Shall I get the awkward bit over and done with? I can see the influences and even if Sam disagreed with me, there are elements of Phil Collins (sounding like he really should have done more drugs when he was younger), as well as John Martyn, Steven Wilson and Guy Garvey. You can't help but draw parallels between this and especially the later Talk Talk albums because there's a 'jazz' sound at times - not jazz jazz but arrangement wise; like there was an element of sitting around the studio and seeing where something leads you. Despite what I'm about to say, the spirit of Mark Hollis is writ large here. I can also hear Scott Walker, 1980s electronica, Sam's Irish roots... but most of all I can't help but think of Peter Gabriel and the way Sam's voice contains that velvety smoothness that the likes of Art Garfunkel possessed and the former Genesis front man managed to make jagged and hard while never losing its warmth.

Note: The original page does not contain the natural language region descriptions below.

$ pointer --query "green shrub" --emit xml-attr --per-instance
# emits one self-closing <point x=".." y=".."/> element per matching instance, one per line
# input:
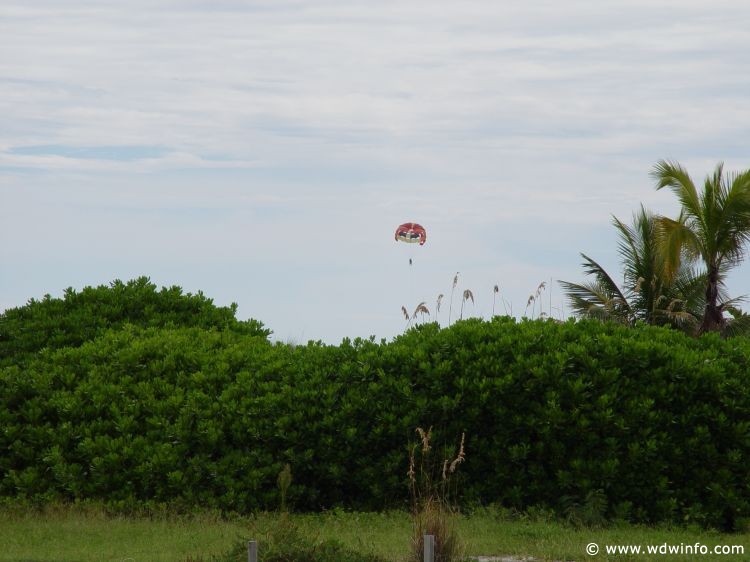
<point x="79" y="317"/>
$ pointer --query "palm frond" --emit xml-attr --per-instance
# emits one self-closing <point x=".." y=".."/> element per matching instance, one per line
<point x="673" y="175"/>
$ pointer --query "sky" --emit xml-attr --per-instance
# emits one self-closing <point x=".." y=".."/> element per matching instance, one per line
<point x="264" y="152"/>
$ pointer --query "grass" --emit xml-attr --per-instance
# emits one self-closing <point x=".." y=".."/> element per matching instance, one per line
<point x="67" y="534"/>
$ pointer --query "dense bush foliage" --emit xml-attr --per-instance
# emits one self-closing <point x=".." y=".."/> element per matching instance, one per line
<point x="81" y="316"/>
<point x="644" y="423"/>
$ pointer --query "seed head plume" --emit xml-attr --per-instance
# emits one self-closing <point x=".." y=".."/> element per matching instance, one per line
<point x="460" y="457"/>
<point x="425" y="437"/>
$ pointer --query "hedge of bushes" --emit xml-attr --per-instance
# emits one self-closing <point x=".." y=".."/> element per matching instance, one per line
<point x="643" y="423"/>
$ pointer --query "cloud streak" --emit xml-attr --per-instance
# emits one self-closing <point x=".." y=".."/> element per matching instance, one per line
<point x="307" y="127"/>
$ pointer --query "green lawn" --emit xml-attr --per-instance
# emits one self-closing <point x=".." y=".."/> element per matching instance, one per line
<point x="82" y="535"/>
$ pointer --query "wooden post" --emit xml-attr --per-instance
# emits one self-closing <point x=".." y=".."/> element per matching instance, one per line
<point x="429" y="548"/>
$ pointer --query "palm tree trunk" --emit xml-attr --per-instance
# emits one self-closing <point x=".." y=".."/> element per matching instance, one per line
<point x="713" y="318"/>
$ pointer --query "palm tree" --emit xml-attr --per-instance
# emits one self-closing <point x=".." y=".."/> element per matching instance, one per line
<point x="647" y="295"/>
<point x="713" y="226"/>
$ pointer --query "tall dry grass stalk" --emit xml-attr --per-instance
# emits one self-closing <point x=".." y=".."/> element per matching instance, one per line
<point x="467" y="295"/>
<point x="432" y="510"/>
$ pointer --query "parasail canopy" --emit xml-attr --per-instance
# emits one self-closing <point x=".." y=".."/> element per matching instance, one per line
<point x="411" y="233"/>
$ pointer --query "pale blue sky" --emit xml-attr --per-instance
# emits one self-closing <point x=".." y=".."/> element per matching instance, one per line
<point x="264" y="152"/>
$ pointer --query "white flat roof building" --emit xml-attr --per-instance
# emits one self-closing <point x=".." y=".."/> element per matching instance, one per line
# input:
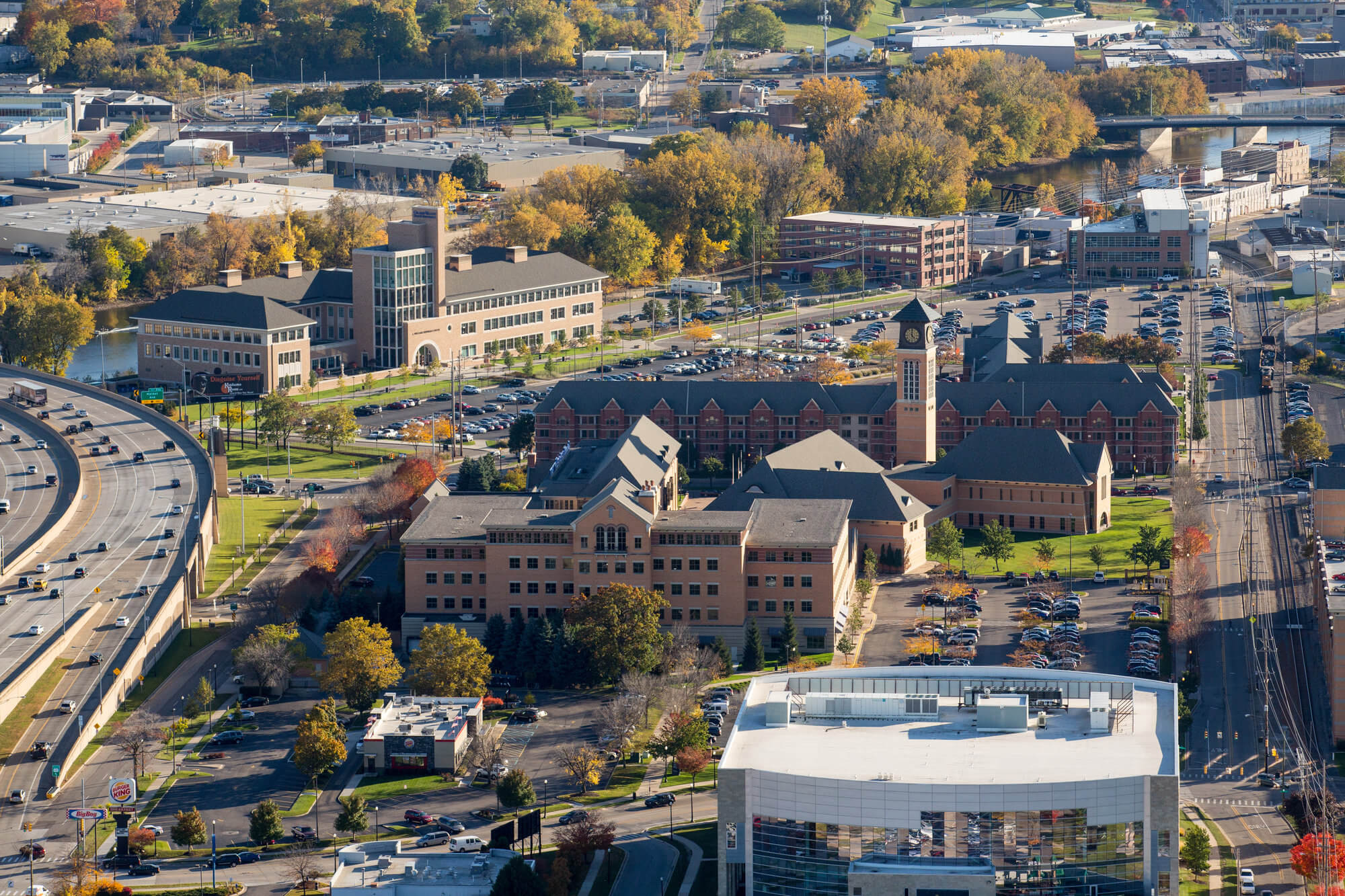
<point x="1028" y="768"/>
<point x="383" y="865"/>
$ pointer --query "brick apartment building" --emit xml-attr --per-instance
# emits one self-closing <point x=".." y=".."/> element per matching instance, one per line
<point x="609" y="513"/>
<point x="406" y="302"/>
<point x="918" y="252"/>
<point x="1110" y="404"/>
<point x="1164" y="239"/>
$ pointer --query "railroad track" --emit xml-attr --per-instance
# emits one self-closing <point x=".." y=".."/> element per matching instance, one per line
<point x="1281" y="650"/>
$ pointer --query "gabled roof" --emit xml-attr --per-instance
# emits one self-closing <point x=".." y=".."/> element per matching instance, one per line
<point x="822" y="467"/>
<point x="645" y="452"/>
<point x="221" y="309"/>
<point x="1070" y="399"/>
<point x="1017" y="454"/>
<point x="798" y="524"/>
<point x="917" y="311"/>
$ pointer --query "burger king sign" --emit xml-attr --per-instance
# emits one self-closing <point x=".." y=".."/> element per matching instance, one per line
<point x="123" y="790"/>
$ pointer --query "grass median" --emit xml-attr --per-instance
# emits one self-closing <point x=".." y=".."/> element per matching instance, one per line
<point x="184" y="646"/>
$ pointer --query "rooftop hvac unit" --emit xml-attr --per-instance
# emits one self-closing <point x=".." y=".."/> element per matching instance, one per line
<point x="906" y="706"/>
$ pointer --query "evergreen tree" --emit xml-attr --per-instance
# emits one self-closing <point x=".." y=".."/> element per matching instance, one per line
<point x="509" y="650"/>
<point x="535" y="651"/>
<point x="726" y="654"/>
<point x="567" y="659"/>
<point x="790" y="637"/>
<point x="754" y="655"/>
<point x="470" y="477"/>
<point x="494" y="639"/>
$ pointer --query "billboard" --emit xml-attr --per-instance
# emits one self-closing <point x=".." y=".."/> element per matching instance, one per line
<point x="228" y="385"/>
<point x="123" y="790"/>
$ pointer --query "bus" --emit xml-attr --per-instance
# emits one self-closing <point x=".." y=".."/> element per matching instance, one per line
<point x="28" y="391"/>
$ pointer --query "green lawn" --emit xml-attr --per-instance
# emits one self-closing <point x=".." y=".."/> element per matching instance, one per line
<point x="306" y="463"/>
<point x="18" y="721"/>
<point x="802" y="30"/>
<point x="185" y="643"/>
<point x="388" y="786"/>
<point x="1129" y="514"/>
<point x="264" y="514"/>
<point x="625" y="780"/>
<point x="707" y="837"/>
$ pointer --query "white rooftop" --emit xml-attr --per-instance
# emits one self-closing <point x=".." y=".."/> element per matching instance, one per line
<point x="383" y="865"/>
<point x="867" y="218"/>
<point x="995" y="38"/>
<point x="445" y="717"/>
<point x="239" y="201"/>
<point x="949" y="749"/>
<point x="1164" y="200"/>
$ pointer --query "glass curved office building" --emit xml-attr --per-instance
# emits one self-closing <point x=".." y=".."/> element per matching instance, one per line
<point x="1055" y="783"/>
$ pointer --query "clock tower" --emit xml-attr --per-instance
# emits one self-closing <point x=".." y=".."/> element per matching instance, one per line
<point x="914" y="403"/>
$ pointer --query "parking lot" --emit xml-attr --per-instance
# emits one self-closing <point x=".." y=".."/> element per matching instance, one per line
<point x="249" y="772"/>
<point x="1102" y="623"/>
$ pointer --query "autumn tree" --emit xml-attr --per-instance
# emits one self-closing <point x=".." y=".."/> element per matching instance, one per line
<point x="583" y="763"/>
<point x="618" y="626"/>
<point x="1319" y="858"/>
<point x="189" y="829"/>
<point x="449" y="662"/>
<point x="1305" y="440"/>
<point x="580" y="840"/>
<point x="827" y="101"/>
<point x="264" y="823"/>
<point x="361" y="662"/>
<point x="270" y="655"/>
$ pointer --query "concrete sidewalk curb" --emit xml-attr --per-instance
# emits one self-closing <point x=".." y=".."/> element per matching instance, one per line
<point x="599" y="856"/>
<point x="163" y="782"/>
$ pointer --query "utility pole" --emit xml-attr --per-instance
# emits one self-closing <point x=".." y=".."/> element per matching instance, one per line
<point x="825" y="21"/>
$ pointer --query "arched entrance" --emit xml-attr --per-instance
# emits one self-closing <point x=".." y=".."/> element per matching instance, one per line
<point x="427" y="353"/>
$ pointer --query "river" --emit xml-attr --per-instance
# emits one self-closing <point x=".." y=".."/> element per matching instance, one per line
<point x="118" y="353"/>
<point x="1073" y="177"/>
<point x="1190" y="149"/>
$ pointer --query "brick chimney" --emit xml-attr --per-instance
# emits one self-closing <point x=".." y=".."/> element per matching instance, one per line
<point x="648" y="497"/>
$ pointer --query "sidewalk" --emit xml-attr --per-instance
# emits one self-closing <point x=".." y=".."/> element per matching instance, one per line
<point x="1217" y="883"/>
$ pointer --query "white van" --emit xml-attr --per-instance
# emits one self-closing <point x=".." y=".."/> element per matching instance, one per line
<point x="434" y="838"/>
<point x="465" y="844"/>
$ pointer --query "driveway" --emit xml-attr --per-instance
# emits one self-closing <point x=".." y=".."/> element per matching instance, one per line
<point x="259" y="768"/>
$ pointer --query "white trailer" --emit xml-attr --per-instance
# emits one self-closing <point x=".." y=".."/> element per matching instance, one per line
<point x="700" y="287"/>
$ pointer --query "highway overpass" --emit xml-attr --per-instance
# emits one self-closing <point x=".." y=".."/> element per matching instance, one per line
<point x="1156" y="132"/>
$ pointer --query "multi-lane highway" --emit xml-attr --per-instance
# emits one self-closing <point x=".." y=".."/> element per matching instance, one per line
<point x="111" y="569"/>
<point x="34" y="506"/>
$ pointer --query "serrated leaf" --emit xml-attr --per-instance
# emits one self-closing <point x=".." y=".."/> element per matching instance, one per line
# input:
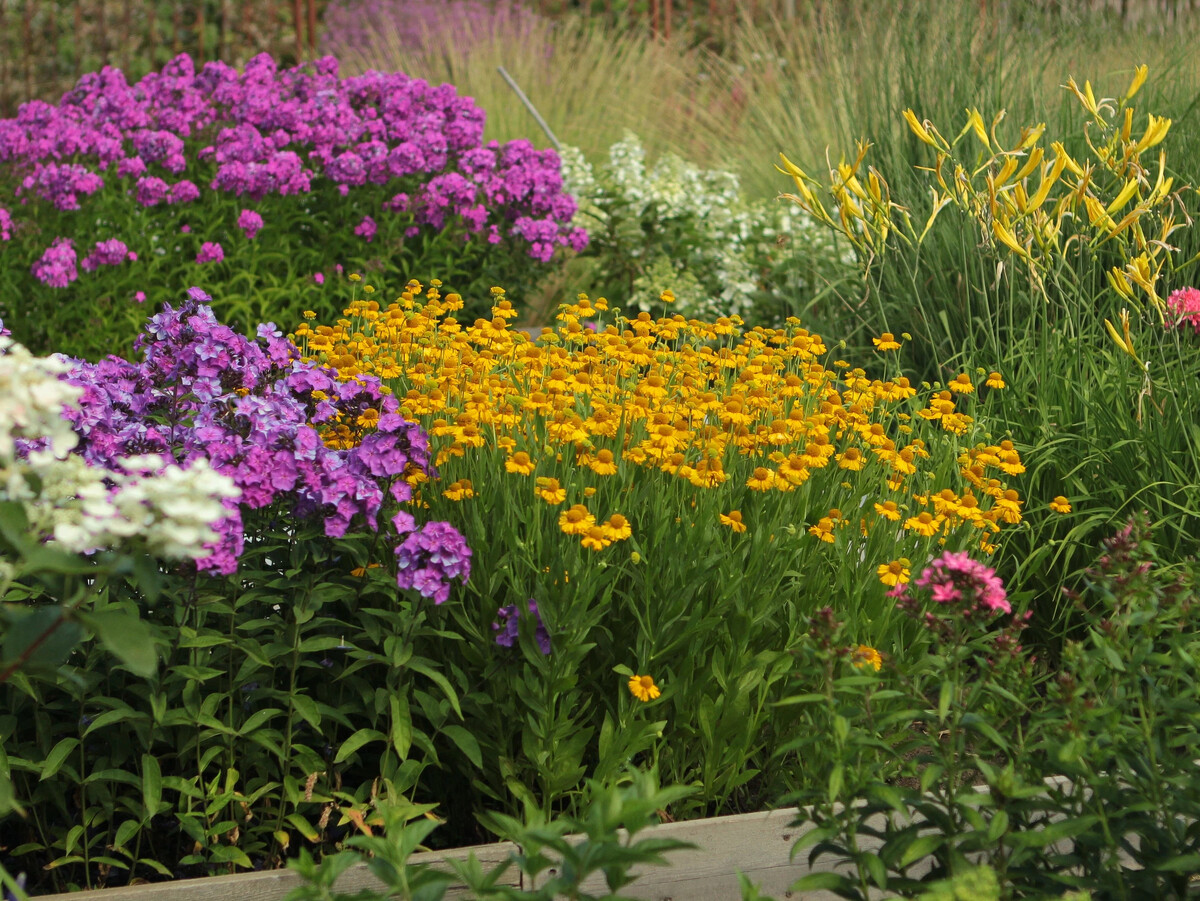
<point x="126" y="636"/>
<point x="57" y="757"/>
<point x="466" y="743"/>
<point x="358" y="740"/>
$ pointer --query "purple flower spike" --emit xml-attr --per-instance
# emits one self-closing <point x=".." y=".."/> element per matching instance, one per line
<point x="507" y="626"/>
<point x="429" y="559"/>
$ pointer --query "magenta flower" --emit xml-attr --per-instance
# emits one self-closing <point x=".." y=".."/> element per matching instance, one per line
<point x="250" y="222"/>
<point x="957" y="578"/>
<point x="108" y="253"/>
<point x="366" y="228"/>
<point x="57" y="268"/>
<point x="210" y="252"/>
<point x="1185" y="305"/>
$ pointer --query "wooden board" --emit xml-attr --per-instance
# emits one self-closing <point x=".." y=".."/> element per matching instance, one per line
<point x="275" y="884"/>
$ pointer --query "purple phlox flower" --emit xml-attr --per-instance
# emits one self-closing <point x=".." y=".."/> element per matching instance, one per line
<point x="151" y="191"/>
<point x="427" y="560"/>
<point x="507" y="626"/>
<point x="366" y="229"/>
<point x="250" y="222"/>
<point x="210" y="252"/>
<point x="57" y="266"/>
<point x="1185" y="304"/>
<point x="957" y="578"/>
<point x="183" y="192"/>
<point x="107" y="253"/>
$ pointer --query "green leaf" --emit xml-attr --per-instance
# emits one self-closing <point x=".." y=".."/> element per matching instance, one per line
<point x="401" y="726"/>
<point x="921" y="847"/>
<point x="48" y="626"/>
<point x="426" y="667"/>
<point x="127" y="637"/>
<point x="466" y="743"/>
<point x="151" y="785"/>
<point x="58" y="755"/>
<point x="355" y="742"/>
<point x="1179" y="864"/>
<point x="307" y="708"/>
<point x="821" y="881"/>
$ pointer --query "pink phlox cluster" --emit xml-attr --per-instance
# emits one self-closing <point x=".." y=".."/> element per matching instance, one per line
<point x="1185" y="307"/>
<point x="253" y="409"/>
<point x="279" y="132"/>
<point x="57" y="266"/>
<point x="955" y="578"/>
<point x="250" y="222"/>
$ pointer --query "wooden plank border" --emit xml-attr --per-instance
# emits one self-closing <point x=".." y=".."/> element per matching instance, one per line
<point x="757" y="845"/>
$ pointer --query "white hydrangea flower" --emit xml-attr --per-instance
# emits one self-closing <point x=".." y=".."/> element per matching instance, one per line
<point x="82" y="508"/>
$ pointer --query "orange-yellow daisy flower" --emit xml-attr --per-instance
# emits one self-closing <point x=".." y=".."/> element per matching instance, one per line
<point x="643" y="688"/>
<point x="520" y="463"/>
<point x="895" y="572"/>
<point x="576" y="521"/>
<point x="865" y="655"/>
<point x="550" y="491"/>
<point x="733" y="521"/>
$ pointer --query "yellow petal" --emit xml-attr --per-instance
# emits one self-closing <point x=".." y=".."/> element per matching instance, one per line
<point x="1139" y="79"/>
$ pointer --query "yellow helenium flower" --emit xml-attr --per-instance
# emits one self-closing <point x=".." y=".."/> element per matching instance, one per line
<point x="733" y="520"/>
<point x="643" y="688"/>
<point x="761" y="479"/>
<point x="576" y="521"/>
<point x="895" y="572"/>
<point x="961" y="384"/>
<point x="520" y="463"/>
<point x="865" y="655"/>
<point x="460" y="490"/>
<point x="823" y="529"/>
<point x="617" y="528"/>
<point x="924" y="523"/>
<point x="888" y="510"/>
<point x="594" y="539"/>
<point x="550" y="491"/>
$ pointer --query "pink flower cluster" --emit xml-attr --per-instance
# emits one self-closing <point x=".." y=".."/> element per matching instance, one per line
<point x="955" y="578"/>
<point x="250" y="222"/>
<point x="1185" y="307"/>
<point x="108" y="253"/>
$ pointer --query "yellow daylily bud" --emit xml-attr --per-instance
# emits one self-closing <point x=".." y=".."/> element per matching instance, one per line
<point x="1127" y="346"/>
<point x="1061" y="154"/>
<point x="1006" y="236"/>
<point x="1122" y="198"/>
<point x="939" y="205"/>
<point x="1023" y="200"/>
<point x="1096" y="214"/>
<point x="975" y="122"/>
<point x="1006" y="170"/>
<point x="1048" y="181"/>
<point x="918" y="128"/>
<point x="1139" y="79"/>
<point x="1156" y="130"/>
<point x="1030" y="164"/>
<point x="1031" y="136"/>
<point x="873" y="186"/>
<point x="1120" y="283"/>
<point x="1086" y="97"/>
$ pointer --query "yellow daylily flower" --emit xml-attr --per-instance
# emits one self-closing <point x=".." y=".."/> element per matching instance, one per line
<point x="1139" y="79"/>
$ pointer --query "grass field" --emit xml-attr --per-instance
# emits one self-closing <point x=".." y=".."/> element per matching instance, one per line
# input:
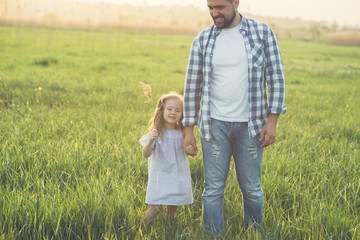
<point x="72" y="111"/>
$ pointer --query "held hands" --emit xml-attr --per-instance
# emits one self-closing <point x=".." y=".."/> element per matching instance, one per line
<point x="190" y="150"/>
<point x="189" y="143"/>
<point x="153" y="135"/>
<point x="269" y="131"/>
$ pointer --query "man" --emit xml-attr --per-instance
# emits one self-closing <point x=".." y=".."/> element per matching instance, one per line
<point x="232" y="66"/>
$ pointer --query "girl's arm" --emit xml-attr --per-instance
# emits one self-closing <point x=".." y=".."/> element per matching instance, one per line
<point x="147" y="150"/>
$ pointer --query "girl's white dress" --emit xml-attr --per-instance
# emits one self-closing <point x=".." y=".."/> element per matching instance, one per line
<point x="169" y="181"/>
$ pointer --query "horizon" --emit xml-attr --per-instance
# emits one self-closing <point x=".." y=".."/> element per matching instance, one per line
<point x="345" y="14"/>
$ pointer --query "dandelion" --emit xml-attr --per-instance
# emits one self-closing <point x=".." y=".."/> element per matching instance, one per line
<point x="147" y="91"/>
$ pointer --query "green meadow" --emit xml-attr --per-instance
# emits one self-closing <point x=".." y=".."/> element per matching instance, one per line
<point x="72" y="111"/>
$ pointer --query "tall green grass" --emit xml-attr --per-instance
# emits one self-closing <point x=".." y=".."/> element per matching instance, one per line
<point x="72" y="111"/>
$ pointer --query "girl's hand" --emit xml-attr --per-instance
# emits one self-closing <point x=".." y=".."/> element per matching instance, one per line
<point x="189" y="150"/>
<point x="153" y="135"/>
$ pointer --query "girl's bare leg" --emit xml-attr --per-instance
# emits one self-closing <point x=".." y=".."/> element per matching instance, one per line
<point x="151" y="213"/>
<point x="171" y="211"/>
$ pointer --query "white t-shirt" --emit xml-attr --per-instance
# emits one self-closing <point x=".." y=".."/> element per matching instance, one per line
<point x="229" y="83"/>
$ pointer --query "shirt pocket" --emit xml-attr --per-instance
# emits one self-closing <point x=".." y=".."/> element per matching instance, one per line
<point x="257" y="53"/>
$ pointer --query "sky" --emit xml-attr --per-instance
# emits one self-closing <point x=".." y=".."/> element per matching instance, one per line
<point x="344" y="12"/>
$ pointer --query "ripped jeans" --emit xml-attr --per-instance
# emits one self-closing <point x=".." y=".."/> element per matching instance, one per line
<point x="231" y="139"/>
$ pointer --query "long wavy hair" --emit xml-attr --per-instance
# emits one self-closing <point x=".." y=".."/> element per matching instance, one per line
<point x="157" y="121"/>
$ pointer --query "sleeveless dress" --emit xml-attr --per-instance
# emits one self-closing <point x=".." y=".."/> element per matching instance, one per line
<point x="169" y="179"/>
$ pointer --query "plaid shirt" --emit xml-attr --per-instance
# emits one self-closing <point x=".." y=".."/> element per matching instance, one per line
<point x="265" y="68"/>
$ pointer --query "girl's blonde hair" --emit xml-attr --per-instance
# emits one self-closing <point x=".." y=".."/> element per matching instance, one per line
<point x="157" y="121"/>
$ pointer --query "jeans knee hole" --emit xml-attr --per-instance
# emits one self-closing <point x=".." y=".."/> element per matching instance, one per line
<point x="253" y="151"/>
<point x="216" y="151"/>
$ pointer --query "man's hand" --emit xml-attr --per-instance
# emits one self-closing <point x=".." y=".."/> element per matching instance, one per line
<point x="189" y="143"/>
<point x="269" y="130"/>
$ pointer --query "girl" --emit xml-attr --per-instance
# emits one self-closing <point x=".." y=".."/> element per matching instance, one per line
<point x="169" y="181"/>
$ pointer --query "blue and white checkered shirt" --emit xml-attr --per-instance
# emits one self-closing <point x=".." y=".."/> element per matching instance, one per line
<point x="265" y="72"/>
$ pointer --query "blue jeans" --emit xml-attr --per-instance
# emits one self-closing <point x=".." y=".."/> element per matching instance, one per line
<point x="231" y="139"/>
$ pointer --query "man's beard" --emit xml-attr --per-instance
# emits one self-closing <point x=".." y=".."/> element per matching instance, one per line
<point x="227" y="22"/>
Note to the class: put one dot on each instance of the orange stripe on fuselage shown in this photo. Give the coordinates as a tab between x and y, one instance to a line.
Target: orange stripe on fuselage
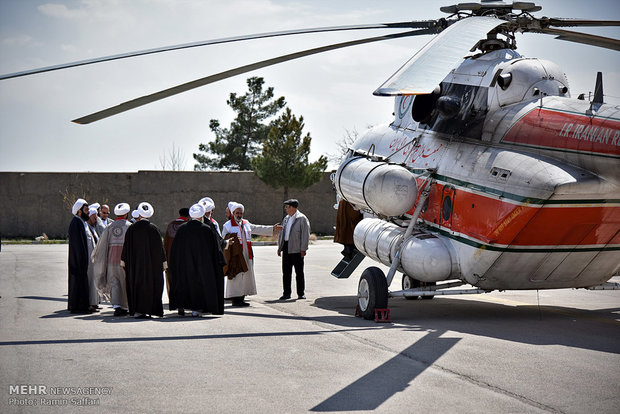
567	131
495	221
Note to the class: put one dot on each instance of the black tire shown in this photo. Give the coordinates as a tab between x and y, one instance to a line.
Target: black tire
372	292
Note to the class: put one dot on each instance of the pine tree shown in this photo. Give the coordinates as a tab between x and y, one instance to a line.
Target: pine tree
234	147
284	159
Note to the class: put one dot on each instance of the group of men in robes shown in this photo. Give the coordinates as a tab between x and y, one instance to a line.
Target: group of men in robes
121	264
125	263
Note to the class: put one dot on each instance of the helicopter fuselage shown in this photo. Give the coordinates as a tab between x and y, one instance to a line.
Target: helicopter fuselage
526	184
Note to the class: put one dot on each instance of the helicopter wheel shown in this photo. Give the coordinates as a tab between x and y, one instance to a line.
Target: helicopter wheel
410	283
372	292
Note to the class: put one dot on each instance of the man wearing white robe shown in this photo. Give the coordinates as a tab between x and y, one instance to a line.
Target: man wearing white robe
91	241
244	283
109	275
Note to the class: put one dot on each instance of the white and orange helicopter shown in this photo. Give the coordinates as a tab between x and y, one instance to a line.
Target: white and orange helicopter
490	174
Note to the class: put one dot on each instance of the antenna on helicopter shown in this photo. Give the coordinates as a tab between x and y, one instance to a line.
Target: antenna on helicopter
597	101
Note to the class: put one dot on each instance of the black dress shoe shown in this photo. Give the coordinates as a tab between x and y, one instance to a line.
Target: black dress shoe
240	303
80	311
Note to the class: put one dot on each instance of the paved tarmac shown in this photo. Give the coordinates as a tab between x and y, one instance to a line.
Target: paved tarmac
521	352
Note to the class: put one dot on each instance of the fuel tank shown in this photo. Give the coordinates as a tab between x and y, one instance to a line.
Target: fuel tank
387	189
424	256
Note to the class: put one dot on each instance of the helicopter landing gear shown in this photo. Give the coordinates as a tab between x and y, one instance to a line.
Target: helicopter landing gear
410	283
372	292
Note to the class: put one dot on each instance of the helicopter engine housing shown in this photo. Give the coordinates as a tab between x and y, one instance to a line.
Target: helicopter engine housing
386	189
424	256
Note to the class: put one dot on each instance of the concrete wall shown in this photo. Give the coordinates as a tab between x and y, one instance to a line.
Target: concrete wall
35	203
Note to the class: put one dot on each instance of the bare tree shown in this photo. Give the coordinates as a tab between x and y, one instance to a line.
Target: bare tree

In many ways this album reminds me of Cardiacs. Not in the sound, they are almost diametrically opposite there, but in the simple fact that Healy, like Tim Smith, has more ideas in some songs than bands have in their entire careers. Layers of depth, sweeping crescendos, giant epic sounds mixed with quiet moments of contemplation - this is an album that is up and down - in tempo - like the Assyrian empire. If anything, I'd say Sam has tried just a bit too hard to come up with something different from both the debut album and anything N.A.O do, yet I can't help think that in years to come this might be looked at as something of a masterpiece. It begins with a track that sounds ever-so-slightly out of whack - modern prog as it should be - and ends with a slow exhale rather than a thudding crash. It's impressive. It is a bold statement not bound by convention. It gets better with each listen as more of it is uncovered.

I'm also glad that it's a grower rather than an instantaneous blast, because that proves to me that masses of thought has gone into this. I even spotted the turkeys. At the moment it isn't in the league of the first album (few albums can even lick its boots), but there's absolutely nothing to be bothered about, because it may end up being better.

Stand out tracks by the end of play #4: LBGT, Berceuse, Initial and Coward.